Author | Ousmane Sembène |
---|---|
Original title | Les bouts de bois de Dieu |
Translator | Francis Price |
Cover artist | Fraser Taylor |
Country | Senegal, France |
Language | French |
Publisher | Le Livre Contemporain |
Publication date | 1960 |
Published in English | 1962 |
Pages | 248 |
ISBN | 0-435-90959-2 |
God's Bits of Wood is a 1960 novel by the Senegalese author Ousmane Sembène that concerns a railroad strike in colonial Senegal of the 1940s. It was written in French under the title Les bouts de bois de Dieu. The book deals with several ways that the Senegalese and Malians responded to colonialism. The book casts a critical regard towards accommodation, collaboration, and overall idealization of the French colonials. At the same time the story details the strikers who work against the mistreatment of the Senegalese people.[1] The novel was translated into English in 1962 and published by William Heinemann as God's Bits of Wood as part of their influential African Writers Series.
Plot summary
The action takes place in several locations—primarily in Bamako, Thiès, and Dakar. The map at the beginning shows the locations and suggests that the story is about a whole country and all of its people. There is a large cast of characters associated with each place. Some are featured players—Fa Keita, Tiemoko, Maimouna, Ramatoulaye, Penda, Deune, N'Deye, Dejean, and Bakayoko. The fundamental conflict is captured in two characters: Dejean, the French manager and colonialist, and Bakayoko, the soul and spirit of the strike. In another sense, however, the main characters of the novel are the people as a collective and the railroad itself.

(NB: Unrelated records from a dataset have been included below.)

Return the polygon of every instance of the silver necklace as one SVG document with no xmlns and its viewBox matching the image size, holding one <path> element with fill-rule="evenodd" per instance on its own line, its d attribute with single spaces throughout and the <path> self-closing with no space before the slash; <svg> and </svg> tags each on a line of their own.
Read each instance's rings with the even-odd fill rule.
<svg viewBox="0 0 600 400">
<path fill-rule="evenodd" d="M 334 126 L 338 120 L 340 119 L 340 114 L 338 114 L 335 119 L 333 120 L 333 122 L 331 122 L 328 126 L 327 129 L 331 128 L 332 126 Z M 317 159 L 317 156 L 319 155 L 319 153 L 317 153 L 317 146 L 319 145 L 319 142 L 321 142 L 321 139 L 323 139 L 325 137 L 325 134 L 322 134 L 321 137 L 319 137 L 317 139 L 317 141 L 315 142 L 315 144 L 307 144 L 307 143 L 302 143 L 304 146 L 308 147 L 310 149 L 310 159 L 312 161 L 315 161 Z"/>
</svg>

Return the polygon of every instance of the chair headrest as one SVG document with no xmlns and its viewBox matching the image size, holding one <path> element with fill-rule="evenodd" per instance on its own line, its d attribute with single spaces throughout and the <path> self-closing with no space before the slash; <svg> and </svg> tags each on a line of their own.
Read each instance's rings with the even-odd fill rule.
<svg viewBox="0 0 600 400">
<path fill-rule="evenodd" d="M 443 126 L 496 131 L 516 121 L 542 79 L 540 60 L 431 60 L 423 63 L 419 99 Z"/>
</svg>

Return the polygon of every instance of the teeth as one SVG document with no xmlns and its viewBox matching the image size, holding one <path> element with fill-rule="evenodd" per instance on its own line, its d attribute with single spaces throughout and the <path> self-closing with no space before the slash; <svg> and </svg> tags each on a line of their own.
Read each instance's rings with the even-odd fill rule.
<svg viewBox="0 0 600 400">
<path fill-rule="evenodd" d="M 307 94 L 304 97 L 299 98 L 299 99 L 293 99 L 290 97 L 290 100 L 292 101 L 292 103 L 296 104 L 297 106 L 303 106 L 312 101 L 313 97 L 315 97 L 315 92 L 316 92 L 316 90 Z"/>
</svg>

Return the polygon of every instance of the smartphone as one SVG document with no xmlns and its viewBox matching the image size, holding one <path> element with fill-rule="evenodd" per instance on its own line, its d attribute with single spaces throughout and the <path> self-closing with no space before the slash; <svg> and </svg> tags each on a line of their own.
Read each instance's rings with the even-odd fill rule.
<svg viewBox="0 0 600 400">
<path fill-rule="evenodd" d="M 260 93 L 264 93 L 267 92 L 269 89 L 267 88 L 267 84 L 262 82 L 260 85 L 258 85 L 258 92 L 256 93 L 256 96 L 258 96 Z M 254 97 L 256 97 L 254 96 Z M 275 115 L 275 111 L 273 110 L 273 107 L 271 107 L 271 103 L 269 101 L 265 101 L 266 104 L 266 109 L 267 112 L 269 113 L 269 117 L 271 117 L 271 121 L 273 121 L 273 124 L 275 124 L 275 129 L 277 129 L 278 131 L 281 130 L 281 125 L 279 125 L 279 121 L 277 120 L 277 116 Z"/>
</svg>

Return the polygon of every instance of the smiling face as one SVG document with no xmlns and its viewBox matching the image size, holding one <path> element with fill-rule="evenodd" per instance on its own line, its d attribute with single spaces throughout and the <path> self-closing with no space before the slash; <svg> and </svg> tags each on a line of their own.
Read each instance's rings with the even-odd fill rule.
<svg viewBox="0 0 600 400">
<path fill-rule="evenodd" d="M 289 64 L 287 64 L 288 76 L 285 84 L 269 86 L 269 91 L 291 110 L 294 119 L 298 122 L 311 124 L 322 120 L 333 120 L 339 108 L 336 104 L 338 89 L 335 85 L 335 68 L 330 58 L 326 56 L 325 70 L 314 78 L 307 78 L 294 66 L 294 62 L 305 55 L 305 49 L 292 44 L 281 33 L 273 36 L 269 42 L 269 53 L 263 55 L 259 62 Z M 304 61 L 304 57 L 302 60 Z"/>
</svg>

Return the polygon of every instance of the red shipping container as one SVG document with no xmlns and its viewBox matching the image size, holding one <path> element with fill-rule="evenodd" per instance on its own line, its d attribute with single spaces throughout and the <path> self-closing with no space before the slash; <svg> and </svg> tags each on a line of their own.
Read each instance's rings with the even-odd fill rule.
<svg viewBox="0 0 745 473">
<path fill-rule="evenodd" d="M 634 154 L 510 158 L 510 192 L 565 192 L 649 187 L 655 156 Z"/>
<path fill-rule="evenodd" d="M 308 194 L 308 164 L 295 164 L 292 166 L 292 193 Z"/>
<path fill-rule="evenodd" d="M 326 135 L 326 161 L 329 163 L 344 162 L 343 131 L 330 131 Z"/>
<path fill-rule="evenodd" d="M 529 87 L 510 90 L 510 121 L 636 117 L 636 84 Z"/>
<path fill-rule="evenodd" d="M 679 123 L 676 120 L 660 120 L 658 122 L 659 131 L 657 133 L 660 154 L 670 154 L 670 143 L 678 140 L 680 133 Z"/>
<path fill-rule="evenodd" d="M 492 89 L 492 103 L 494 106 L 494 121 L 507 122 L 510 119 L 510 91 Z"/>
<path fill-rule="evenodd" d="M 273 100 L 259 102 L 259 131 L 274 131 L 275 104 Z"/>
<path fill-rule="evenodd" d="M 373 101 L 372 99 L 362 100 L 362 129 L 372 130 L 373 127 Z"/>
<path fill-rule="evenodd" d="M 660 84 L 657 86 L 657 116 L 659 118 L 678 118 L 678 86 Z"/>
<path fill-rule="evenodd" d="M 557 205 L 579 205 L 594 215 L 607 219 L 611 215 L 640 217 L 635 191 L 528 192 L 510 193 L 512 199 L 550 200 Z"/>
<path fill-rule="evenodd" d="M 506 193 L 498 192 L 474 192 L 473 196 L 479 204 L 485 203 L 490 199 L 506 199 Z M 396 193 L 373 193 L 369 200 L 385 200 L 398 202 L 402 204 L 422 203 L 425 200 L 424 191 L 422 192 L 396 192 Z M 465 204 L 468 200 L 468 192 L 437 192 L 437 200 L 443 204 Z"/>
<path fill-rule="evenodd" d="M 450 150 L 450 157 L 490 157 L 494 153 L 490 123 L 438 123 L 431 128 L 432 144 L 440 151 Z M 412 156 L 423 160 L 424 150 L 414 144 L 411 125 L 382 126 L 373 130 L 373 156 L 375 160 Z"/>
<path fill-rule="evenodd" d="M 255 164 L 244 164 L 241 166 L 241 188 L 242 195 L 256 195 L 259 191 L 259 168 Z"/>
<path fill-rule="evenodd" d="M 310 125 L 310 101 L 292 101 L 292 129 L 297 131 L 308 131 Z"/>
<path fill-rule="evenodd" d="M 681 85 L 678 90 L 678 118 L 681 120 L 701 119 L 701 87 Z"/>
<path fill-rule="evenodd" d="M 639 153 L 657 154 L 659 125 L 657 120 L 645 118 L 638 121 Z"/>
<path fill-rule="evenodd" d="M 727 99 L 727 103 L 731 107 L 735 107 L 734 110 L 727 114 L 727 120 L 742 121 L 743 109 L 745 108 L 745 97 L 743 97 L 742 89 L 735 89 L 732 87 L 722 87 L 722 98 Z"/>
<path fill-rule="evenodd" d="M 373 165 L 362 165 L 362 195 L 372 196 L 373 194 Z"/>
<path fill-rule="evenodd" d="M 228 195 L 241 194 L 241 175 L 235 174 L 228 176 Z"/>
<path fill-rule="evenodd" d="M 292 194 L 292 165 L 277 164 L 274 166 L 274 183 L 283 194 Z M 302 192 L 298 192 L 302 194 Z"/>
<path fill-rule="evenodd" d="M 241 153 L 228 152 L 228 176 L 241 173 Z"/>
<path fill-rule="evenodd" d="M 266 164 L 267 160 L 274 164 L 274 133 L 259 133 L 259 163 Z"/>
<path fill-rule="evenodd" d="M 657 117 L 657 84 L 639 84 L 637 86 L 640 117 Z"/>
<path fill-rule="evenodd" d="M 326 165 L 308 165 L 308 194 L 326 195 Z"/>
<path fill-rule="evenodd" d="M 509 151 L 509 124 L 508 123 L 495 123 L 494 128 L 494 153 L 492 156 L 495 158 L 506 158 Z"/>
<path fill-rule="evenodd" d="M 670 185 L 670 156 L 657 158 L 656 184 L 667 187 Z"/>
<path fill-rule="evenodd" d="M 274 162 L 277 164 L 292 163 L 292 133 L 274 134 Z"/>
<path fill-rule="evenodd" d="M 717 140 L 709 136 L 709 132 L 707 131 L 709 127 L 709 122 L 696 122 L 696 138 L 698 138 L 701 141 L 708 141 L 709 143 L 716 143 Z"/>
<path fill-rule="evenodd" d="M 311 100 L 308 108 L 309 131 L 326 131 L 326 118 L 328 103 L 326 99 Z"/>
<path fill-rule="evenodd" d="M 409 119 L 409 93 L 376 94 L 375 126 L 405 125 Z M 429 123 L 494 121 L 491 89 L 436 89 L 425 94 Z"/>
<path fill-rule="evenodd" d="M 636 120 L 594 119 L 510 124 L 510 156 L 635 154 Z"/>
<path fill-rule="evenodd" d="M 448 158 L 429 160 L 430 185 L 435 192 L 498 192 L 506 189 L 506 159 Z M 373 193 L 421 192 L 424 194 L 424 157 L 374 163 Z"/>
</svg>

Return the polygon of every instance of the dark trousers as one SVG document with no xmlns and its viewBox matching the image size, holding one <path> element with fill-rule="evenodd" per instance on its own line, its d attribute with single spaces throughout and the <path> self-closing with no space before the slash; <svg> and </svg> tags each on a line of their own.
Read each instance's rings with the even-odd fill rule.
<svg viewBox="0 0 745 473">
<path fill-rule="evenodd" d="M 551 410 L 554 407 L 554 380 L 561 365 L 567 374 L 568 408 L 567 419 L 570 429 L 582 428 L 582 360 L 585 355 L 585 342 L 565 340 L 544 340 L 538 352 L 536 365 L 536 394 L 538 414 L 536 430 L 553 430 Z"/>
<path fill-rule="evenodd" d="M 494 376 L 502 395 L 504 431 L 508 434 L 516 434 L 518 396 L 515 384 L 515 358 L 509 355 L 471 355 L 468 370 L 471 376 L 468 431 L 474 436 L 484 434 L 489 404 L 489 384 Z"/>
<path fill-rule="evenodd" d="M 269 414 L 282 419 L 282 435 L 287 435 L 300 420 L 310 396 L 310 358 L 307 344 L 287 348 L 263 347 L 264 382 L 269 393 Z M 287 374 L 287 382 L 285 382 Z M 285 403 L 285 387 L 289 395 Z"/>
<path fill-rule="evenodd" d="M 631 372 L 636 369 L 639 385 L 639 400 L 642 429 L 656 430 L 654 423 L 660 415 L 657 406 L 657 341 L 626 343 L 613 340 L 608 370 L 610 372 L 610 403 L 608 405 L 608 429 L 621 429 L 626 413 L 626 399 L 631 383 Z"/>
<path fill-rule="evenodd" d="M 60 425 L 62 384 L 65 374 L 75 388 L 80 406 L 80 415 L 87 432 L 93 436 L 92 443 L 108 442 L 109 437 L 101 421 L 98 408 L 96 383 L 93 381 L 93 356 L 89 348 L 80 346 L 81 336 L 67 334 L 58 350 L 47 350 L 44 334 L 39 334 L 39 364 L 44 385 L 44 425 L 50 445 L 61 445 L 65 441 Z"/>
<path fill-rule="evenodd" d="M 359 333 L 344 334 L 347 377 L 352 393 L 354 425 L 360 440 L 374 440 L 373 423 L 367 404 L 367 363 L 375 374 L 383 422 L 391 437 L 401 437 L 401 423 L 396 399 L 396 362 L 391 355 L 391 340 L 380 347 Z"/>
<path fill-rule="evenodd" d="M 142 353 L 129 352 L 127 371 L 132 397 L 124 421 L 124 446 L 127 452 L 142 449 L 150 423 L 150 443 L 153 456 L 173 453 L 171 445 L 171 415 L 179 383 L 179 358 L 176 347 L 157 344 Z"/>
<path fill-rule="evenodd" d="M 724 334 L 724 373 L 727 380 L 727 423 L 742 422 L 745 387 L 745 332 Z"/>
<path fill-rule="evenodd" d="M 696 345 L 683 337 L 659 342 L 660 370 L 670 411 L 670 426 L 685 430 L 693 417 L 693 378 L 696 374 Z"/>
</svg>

The strike causes an evolution in the self-perception of the strikers themselves, one that is most noticeable in the women of Bamako, Thiès, and Dakar. These women go from merely standing behind the men to walking alongside them and eventually marching ahead of them. When the men are able to work the factory jobs that the railroad provides them, the women are responsible for running the markets, preparing the food, and rearing the children. But the onset of the strike gives the role of bread-winner – or perhaps more precisely, bread scavenger – to the women. Eventually it is the women that march on foot for over four days from Thiès to Dakar. Many of the men originally oppose the women's march, but it is precisely this show of determination from the marching women, who the French had earlier dismissed as "concubines", that makes the strikers' relentlessness clear. The women's march causes the French to understand the nature of the willpower that they are facing, and shortly after the French agree to the demands of the strikers.
The book also highlights the oppression faced by women in the colonial era. They were deprived of their ability to speak on matters including society as a whole. Sembène, however, raises women to a higher spectrum by considering them equally important.
Historical significance
The book came out in 1960, the year that Senegal achieved independence. The theme of unity is significant for the building of the newly independent nation.